Sovereignty is total. The data never leaves, the model is owned and reproducible, the training and adaptation run in-house, and nothing about the organization’s work is mined for anyone else’s model. For the business audience this technology is for, the audience that needs to keep its data in-house and out of a hyperscaler’s training set, this rung is the destination the first rung was already pointed at.

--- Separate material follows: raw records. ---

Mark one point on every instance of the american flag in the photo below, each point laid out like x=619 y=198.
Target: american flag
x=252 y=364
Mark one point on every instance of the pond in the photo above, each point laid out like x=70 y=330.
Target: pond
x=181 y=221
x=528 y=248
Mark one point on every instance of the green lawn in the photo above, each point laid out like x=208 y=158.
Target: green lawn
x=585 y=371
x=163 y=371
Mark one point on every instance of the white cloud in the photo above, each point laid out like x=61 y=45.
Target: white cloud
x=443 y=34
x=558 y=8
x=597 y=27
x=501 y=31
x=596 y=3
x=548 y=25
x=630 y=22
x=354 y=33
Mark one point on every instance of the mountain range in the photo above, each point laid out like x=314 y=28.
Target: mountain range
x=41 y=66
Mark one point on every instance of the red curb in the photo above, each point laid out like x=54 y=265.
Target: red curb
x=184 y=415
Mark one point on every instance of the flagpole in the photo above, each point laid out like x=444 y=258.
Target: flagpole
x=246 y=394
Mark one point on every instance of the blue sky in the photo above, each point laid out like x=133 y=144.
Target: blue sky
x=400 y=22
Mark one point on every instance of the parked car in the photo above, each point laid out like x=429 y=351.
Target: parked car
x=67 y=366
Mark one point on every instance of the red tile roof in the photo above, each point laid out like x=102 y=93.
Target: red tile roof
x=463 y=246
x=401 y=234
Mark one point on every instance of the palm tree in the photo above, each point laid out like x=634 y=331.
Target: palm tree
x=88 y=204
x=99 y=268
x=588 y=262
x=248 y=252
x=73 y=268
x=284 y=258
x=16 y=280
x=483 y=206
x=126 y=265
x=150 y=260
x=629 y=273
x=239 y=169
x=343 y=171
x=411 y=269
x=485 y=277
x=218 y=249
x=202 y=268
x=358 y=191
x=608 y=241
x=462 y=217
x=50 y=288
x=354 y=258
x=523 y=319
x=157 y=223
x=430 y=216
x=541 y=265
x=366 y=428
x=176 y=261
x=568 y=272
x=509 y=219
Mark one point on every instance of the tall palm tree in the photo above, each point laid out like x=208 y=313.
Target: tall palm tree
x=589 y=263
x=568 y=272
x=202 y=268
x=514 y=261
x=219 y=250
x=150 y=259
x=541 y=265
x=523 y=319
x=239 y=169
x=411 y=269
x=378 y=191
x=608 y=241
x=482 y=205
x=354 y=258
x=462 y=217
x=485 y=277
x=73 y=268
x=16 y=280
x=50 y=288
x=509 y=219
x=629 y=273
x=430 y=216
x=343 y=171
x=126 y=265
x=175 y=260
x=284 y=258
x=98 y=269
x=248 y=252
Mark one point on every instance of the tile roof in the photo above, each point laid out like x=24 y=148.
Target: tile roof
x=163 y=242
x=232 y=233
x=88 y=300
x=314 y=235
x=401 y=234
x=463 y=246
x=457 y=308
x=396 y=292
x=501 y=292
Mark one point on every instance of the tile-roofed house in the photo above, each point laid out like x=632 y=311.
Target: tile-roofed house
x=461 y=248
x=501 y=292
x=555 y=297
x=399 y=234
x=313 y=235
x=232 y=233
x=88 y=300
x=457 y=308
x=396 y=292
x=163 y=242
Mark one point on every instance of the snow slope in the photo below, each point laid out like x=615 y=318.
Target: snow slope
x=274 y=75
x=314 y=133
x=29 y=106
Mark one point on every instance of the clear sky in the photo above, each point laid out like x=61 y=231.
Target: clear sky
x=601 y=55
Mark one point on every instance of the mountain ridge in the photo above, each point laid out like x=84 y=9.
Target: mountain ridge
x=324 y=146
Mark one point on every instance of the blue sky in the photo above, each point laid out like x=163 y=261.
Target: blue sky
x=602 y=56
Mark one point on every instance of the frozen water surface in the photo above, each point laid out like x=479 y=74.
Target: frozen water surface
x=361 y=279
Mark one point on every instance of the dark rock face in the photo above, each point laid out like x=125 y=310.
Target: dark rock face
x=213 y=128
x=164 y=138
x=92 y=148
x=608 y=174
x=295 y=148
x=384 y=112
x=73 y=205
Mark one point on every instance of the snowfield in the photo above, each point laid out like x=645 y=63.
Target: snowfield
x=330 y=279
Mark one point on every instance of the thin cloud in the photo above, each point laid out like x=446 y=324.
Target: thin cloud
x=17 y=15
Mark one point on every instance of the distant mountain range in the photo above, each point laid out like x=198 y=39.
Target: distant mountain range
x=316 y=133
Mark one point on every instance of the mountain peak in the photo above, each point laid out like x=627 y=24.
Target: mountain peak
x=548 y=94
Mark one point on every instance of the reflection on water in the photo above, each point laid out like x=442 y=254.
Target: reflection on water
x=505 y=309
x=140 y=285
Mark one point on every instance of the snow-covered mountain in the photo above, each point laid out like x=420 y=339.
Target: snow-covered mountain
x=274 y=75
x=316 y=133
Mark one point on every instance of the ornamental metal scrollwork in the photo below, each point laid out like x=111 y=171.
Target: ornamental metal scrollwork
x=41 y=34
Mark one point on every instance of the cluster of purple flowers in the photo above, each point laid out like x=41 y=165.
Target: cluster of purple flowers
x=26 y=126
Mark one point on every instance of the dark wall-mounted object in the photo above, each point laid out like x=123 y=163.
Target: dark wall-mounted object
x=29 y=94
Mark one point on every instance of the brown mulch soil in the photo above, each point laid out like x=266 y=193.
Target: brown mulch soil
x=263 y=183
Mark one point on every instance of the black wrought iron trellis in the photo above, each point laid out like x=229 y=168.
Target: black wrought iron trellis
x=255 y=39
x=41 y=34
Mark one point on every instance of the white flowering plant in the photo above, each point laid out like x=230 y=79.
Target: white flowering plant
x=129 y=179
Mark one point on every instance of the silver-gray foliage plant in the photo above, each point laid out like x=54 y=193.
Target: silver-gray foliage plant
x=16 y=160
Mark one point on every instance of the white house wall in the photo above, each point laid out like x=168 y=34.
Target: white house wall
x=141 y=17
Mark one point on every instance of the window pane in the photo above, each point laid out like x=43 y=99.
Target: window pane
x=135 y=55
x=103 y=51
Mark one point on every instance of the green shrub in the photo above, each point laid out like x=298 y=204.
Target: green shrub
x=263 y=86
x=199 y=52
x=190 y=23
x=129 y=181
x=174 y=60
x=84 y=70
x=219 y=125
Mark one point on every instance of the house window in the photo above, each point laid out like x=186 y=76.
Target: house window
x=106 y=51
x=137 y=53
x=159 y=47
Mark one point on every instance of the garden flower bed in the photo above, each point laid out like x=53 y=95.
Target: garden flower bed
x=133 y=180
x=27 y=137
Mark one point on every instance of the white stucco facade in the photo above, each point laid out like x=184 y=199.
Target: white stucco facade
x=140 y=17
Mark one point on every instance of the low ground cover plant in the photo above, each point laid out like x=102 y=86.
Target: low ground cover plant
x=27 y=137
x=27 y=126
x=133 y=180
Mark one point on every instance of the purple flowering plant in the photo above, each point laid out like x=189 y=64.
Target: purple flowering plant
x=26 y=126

The ladder, read as one strategy

The four rungs are not alternatives; they are stages of one substitution, the same shape as the compiler’s path from LLVM to novel backends. Commit to a working artifact now, on the pragmatic backend, behind a stable interface. Then migrate the substrate underneath that interface as the value justifies it: damp the accent and instill the idiom, distill toward the edge against a verifiable signal, and finally build the structurally-compatible model that carries none of the rented backend’s baggage. At every rung the interface holds, the typed domain models stay correct by construction, and the data-sovereignty posture strengthens. Latency falls as the model moves in-house and shrinks, and velocity rises as each rung makes the next cheaper, until the built model closes the flywheel.

An organization does not have to choose its rung in advance. It starts where it can start today, often the API variant of rung one, and climbs as far as the value warrants, with each step a substitution behind the interface rather than a rebuild. That is the practical claim the whole section rests on: the constellation is something you can run now with what exists, and the path from there to the fully built, fully sovereign model is a graded migration, not a cliff.

Open questions

Whether grammar-constrained decoding is available or efficient enough on a given API path, or must be enforced client-side as a validating filter, is a per-provider question that affects the rung-one API variant’s cost.

Whether the verifiable distillation signal, trajectories filtered by Composer and the domain models, is rich enough to train a competitive small student, or whether it must be supplemented with conventional distillation, is the central open question of rung three.

Whether the from-scratch model of rung four can be built at a scale an individual organization can afford, or whether it remains a shared-investment artifact that several organizations fund and then adapt sovereignly, is the economic question that decides how widely rung four is reached.

How much of the latency improvement comes from model shrinkage versus from offloading to typed domain models is measurable, and the split matters, because it tells an organization how much benefit it captures at each rung before reaching the built model.